Dead Leaf Liberals

    PROBABLY THE MOST frustrating part of my interaction with wargaming hobby stuff is how slow I am at painting. I take a bit longer getting miniatures cleaned up, removing flash, mould lines, &c., but it’s painting where most of my ideas go to die an incredibly long death. I don’t dislike painting—I swear I don’t—but I’ve grown to resent it because of just how impossible it is for me to get anything up to my tabletop standards in a timely manner. (“Timely” in most cases would be “at all,” to be fair.) This is compounded by me not getting along with contrast paints (or speedpaints, either one) outside of thinning them down and using them as a wash.

    A line of Warlord Games Epic Battles Revolution line infantry painted hastily. They wear yellow-orange coats, white shirts and vests, white breeches, and feature a light green trim. The base color, which shows through as the shadow throughout the miniature but also appears as a substitute for brown, is a deep sea blue or dark teal. The tricorns, gaiters, and footwear, which would normally be black, is only highlighted in light blue instead.

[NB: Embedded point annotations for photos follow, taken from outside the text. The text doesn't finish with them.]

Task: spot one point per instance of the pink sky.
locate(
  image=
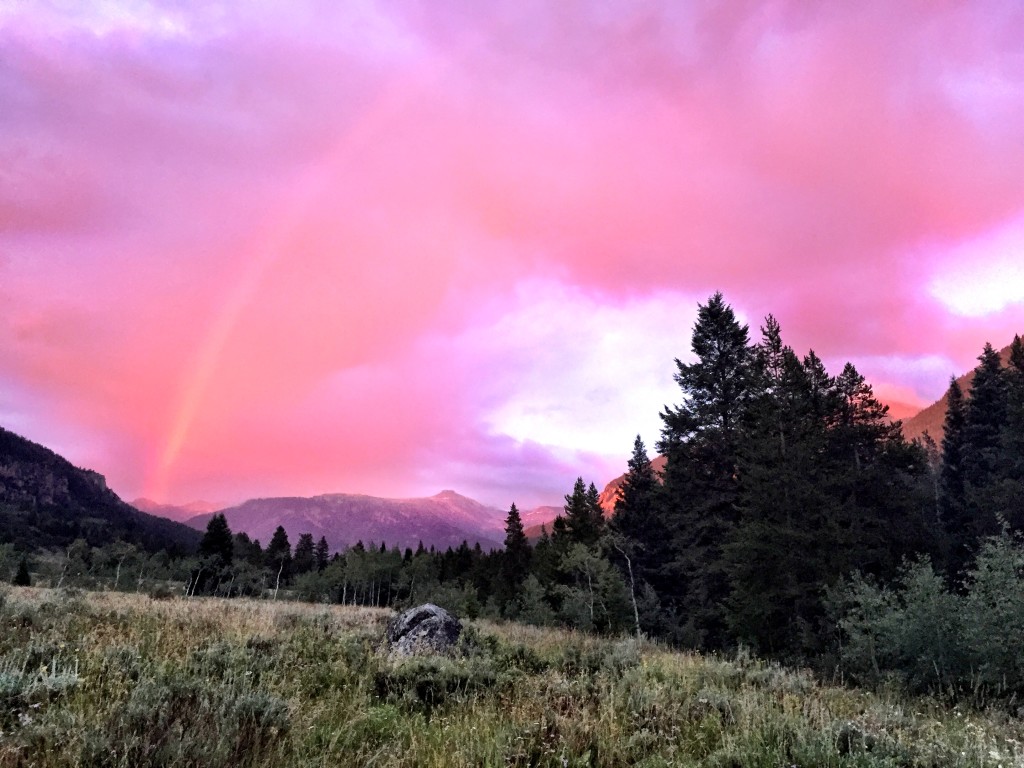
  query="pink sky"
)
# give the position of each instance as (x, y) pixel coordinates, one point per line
(399, 247)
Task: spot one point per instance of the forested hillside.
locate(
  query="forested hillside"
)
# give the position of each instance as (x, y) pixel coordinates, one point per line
(45, 502)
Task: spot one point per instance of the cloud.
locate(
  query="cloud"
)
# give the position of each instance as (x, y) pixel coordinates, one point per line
(325, 246)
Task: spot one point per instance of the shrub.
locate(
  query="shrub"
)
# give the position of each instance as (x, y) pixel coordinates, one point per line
(933, 639)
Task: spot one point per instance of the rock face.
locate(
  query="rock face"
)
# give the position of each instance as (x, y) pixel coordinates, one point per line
(425, 629)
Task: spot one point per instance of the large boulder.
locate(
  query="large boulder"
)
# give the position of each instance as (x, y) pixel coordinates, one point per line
(425, 629)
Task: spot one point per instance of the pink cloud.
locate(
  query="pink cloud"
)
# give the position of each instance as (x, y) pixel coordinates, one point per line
(292, 250)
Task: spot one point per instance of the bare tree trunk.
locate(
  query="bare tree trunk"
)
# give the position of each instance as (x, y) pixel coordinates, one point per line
(117, 574)
(590, 586)
(633, 591)
(276, 586)
(64, 569)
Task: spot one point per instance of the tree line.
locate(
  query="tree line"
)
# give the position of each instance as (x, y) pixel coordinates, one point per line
(787, 496)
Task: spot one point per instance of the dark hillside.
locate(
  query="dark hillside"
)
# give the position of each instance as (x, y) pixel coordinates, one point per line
(46, 502)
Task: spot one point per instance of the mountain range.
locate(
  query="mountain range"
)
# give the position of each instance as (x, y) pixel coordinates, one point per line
(46, 502)
(931, 419)
(441, 521)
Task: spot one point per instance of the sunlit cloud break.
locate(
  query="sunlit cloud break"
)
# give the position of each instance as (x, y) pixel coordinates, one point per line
(392, 248)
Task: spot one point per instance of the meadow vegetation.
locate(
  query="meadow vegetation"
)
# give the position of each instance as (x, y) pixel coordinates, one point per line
(116, 679)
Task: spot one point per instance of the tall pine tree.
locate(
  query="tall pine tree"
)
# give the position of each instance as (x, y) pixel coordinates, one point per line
(700, 440)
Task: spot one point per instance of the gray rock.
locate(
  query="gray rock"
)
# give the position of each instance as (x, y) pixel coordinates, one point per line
(425, 629)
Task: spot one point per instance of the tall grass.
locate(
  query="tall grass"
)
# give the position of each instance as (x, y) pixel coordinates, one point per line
(105, 679)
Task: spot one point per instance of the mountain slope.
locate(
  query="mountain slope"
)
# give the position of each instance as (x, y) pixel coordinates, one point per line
(45, 502)
(179, 512)
(442, 520)
(932, 418)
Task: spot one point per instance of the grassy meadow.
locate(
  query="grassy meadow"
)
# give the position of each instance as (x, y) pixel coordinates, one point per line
(114, 679)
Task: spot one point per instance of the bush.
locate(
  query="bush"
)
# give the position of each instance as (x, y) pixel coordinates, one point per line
(936, 640)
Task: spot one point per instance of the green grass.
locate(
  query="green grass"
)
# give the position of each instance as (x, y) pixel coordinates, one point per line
(107, 679)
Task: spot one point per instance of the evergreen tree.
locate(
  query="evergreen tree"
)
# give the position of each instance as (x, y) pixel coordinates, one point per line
(986, 413)
(514, 564)
(217, 542)
(279, 556)
(322, 554)
(516, 546)
(775, 559)
(22, 577)
(699, 440)
(583, 514)
(957, 528)
(1011, 466)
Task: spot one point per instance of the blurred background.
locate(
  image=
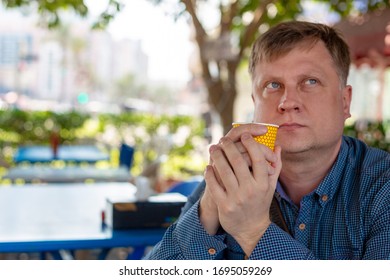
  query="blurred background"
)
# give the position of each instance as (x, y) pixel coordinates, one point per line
(168, 77)
(107, 91)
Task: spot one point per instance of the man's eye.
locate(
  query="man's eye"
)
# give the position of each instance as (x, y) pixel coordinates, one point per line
(273, 85)
(311, 82)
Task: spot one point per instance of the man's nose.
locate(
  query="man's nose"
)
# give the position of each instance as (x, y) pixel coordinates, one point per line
(290, 101)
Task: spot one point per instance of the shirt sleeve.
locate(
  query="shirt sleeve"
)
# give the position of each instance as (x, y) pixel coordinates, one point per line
(187, 240)
(276, 244)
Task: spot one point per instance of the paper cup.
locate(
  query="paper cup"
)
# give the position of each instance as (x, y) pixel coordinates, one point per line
(267, 139)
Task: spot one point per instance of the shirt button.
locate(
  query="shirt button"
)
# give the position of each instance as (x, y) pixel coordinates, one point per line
(212, 251)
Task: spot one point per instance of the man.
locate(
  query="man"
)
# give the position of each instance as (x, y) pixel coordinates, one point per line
(333, 191)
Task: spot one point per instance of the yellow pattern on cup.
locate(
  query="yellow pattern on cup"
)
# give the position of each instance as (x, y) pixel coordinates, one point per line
(267, 139)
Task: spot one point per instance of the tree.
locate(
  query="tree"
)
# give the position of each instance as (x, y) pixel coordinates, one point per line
(50, 10)
(223, 47)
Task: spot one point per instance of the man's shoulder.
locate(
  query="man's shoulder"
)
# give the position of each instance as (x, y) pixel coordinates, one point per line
(366, 159)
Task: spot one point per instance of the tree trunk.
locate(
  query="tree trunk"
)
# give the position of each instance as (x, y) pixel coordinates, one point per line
(222, 96)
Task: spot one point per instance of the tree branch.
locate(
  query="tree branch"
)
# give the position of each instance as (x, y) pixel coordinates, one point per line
(249, 32)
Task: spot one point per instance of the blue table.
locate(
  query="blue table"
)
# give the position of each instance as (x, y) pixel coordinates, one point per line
(68, 174)
(71, 153)
(39, 218)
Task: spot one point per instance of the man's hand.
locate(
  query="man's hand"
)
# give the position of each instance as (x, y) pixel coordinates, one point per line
(241, 183)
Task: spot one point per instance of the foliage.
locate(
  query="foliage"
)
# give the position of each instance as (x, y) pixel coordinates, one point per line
(37, 127)
(49, 10)
(176, 138)
(374, 134)
(241, 21)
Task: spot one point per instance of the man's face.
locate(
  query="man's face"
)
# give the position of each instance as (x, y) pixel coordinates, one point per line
(302, 93)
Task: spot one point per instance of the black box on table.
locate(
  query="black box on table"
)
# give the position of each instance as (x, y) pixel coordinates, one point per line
(159, 211)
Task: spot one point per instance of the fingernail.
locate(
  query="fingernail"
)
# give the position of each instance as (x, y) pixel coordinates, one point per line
(245, 136)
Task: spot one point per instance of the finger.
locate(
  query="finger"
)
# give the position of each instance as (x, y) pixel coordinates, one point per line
(253, 129)
(261, 156)
(217, 191)
(236, 160)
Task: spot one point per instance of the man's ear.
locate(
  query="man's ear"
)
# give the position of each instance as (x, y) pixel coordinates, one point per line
(347, 99)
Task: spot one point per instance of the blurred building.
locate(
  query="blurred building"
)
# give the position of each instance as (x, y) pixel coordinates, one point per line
(65, 64)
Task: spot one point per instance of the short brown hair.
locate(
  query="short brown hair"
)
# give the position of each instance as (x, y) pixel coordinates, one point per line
(282, 38)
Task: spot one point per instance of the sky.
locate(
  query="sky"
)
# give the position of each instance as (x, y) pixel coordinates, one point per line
(166, 42)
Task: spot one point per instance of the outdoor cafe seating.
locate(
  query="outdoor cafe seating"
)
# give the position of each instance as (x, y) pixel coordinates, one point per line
(55, 210)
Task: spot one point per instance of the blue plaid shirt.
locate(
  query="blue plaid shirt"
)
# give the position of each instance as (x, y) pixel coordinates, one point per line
(346, 217)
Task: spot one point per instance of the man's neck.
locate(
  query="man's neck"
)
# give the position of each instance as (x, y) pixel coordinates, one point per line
(302, 173)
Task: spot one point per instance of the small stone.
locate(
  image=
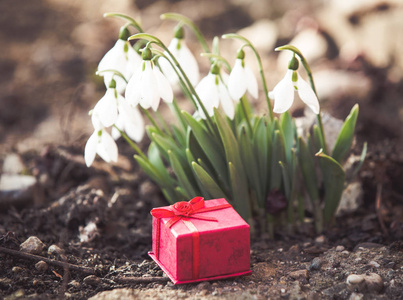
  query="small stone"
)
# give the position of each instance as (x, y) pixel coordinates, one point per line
(356, 296)
(374, 264)
(32, 245)
(41, 266)
(374, 282)
(316, 264)
(340, 248)
(17, 270)
(55, 250)
(354, 279)
(299, 274)
(320, 239)
(92, 280)
(74, 283)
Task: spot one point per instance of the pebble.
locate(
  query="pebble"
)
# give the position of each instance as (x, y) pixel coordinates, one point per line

    I also realized that, in my attempts at painting up my Epic Battles Napoleonics and mid-19th Century 3mm, I get bored easily with hewing to the traditional realistic style of miniature painting. This is hardly a break—hardly at all!—from that almost universal standard, but I wanted to play around with trying something a bit different. Thus, most of the little details are left in the background teal (Vallejo’s Dark Sea Blue over a light grey base). Colors are simple and flat, no shadows or highlights if I can help it. I tried to pick colors that weren’t technically appropriate but also not wholly inappropriate for the subject of the miniature—for example, I tried Dark Prussian Blue for the background due to Prussian Blue being invented during the Enlightenment. (I might still do the opposing force to this one in Prussian Blue.) I opted for a palette reminiscent of Henri de Toulouse-Lautrec—it was that or Cezanne—because I felt like the palette best represented the same thematic shift I was trying to achieve with this slightly unorthodox style. (If a big part of this experiment was going to be doing all this painting faster than normal, I didn’t want to throw the baby out with the bathwater! So, a little bit of realism! Just a bit!) This also led me to the orange-yellow-brown color of the coats, which is supposed to be somewhere in the extremely rough ballpark (remember, we’re absolving ourselves of realism!) of a historical dye color known as “dead leaf.” I think natural dyes are a fascinating and wanted to do something a little unusual that nodded in that direction.

    In this quick painting style, a line of infantry can be tabletop ready within a couple hours, not a full day (or week). So, hopefully the revolution can catch fire and I can whip up another 7-9 lines of these lil liberal revolutionaries for my imagi-nation just as fast. (Fingers crossed!)